Zheng, the Renmin University professor, said there are no reliable statistics on the scope of the “gutter oil” trade. A study by a teacher and a group of students at Wuhan Polytechnic University in south China earlier this year concluded that recycled oil was being used to prepare 1 in 10 meals in China.
The professor who made the claim, He Dongping, refused to discuss his findings with The Associated Press on Tuesday.
Zheng said the problem may not be widespread but that the public panic was understandable because the government has not been transparent enough about the problem.
“Had the government done an open investigation, then things might have been better,” he said.
In its order, the State Council said inspectors would target edible oil trade fairs and wholesale markets. It called for inspections of oil being used at restaurants, school cafeterias, work canteens and kitchens at construction sites.
It said that businesses that use recycled oil would be forced to close temporarily or lose their business license. Meanwhile, peddlers who sell the oil could be criminally prosecuted, it said.

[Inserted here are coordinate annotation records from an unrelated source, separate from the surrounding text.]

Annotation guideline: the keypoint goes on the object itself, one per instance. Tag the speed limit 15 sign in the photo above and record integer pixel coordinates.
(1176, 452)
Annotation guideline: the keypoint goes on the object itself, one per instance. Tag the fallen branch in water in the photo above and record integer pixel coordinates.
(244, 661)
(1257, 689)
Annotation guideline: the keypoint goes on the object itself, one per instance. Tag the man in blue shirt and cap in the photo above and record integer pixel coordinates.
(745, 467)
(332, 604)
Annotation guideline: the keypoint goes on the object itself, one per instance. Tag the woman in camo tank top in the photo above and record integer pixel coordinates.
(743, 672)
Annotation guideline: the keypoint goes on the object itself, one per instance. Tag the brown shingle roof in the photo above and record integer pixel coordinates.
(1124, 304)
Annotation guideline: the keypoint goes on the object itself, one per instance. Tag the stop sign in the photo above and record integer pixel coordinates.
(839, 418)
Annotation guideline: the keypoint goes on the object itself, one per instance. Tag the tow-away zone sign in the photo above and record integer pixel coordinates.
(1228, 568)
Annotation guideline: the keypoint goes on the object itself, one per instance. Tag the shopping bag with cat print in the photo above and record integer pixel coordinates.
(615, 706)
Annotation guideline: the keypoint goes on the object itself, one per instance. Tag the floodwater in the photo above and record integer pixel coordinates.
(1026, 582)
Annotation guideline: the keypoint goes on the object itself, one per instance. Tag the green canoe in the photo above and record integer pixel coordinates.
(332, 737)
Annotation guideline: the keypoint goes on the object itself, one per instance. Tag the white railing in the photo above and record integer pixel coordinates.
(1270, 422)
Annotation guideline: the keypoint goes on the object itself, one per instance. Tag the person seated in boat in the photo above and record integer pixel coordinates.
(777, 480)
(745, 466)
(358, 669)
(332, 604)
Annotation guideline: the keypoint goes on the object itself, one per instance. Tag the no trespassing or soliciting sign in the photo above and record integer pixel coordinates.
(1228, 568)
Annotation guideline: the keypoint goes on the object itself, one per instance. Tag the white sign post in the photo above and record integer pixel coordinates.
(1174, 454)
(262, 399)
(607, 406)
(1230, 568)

Marie-Paule Benassi, a food safety official with the European Union’s delegation in China, said reused cooking oil would likely contain acrylamide, a carcinogenic chemical that forms naturally when starchy foods are baked or fried.
“Recycling oil is something that has been done in all families, but the more the oil is cooked the more it will contain some residues of food and all these carcinogenic particles,” Benassi said.
Associated Press researchers Yu Bing and Zhao Liang contributed to this report.